Netanyahu defends decision to snub Berlin’s top diplomat Sigmar Gabriel over his meetings with leftwing advocacy groups

German Foreign Minister Sigmar Gabriel arrives for a meeting with President Reuven Rivlin at the President's Residence in Jerusalem on April 25, 2017. (Yonatan Sindel/Flash90)
German Foreign Minister Sigmar Gabriel arrives for a meeting with President Reuven Rivlin at the President’s Residence in Jerusalem on April 25, 2017. (Yonatan Sindel/Flash90)

 

German Foreign Minister Sigmar Gabriel met with leftwing advocacy groups in Herzliya late Tuesday after defying an ultimatum by Prime Minister Benjamin Netanyahu to cancel the meeting.

Shortly after the meeting, one of the groups, B’Tselem, called on the international community to punish Israel for the continued occupation of the West Bank.

Netanyahu issued the ultimatum Tuesday, telling Gabriel that if the foreign minister met Breaking the Silence, B’Tselem and other groups, the prime minister would refuse to meet with Berlin’s top diplomat.

In a speech Tuesday evening before National Bible Quiz participants, Netanyahu insisted relations with Germany would not be harmed by his decision, which was consistent with standing government policy not to “meet with diplomats who visit Israel and meet with organizations that slander IDF soldiers and seek to put our soldiers on trial as war criminals” — a reference to Breaking the Silence.

“Those same diplomats would never dream of doing this in the US or UK, or in any other place,” said Netanyahu.

Sigmar lamented the cancellation, but said Germany was “committed to the friendship, partnership, and special relationship with Israel, and nothing will change that.”

Yuli Novak, Executive Director of Breaking the Silence, at a press conference on February 5, 2016 in Tel Aviv. (AFP/Jack Guez)
Yuli Novak, Executive Director of Breaking the Silence, at a press conference on February 5, 2016 in Tel Aviv. (AFP/Jack Guez)

The Tuesday night meeting took place without journalists or a photo-op, and Gabriel “didn’t say a word afterwards,” according to B’Tselem director Hagai El-Ad.

“Our message is the same message we delivered at the UN Security Council [in October 2016], the message we say to the Israeli public and won’t stop saying — the occupation must end and you can’t hide it, not from Israelis and not from the world,” El-Ad told Israel’s Channel 2 after the meeting. “That’s the truth and those are the facts and it’s not clear what the prime minister is so afraid of.”

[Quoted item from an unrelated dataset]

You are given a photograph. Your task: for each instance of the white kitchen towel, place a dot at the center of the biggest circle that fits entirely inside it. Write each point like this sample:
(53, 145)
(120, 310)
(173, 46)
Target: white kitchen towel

At a Meretz party gathering in Tel Aviv shortly after the meeting, Breaking the Silence CEO Yuli Novak said of Netanyahu’s behavior that it was “so psychotic that a prime minister acts so unreasonably, by any standard. Calling him a diplomatic bull in a china shop would be a compliment.”

B’Tselem followed up the meeting by issuing an English-language press release calling on the international community to punish Israel for the continued occupation.

B'Tselem Director Hagai El-Ad appears on 'Meet the Press' on October 29, 2016 (screen capture: Channel 2)
B’Tselem Director Hagai El-Ad appears on ‘Meet the Press’ on October 29, 2016 (screen capture: Channel 2)

“There must be a price to pay for continued military control of another people while thumbing one’s nose at basic moral values and international law,” the statement said.

It claimed that “the Israeli prime minister and most of his colleagues in both the coalition and opposition parties have no intention of ending the occupation,” and added, “As long as it does not meet the minimum conditions of democracy, Israel cannot enjoy the privileges that go with being a card-carrying member of the club of democratic countries.”

In his own meeting with Netanyahu on Tuesday evening, Austrian Chancellor Christian Kern said he tried to convince Netanyahu to reinstate the meeting with Gabriel, but Netanyahu reportedly refused.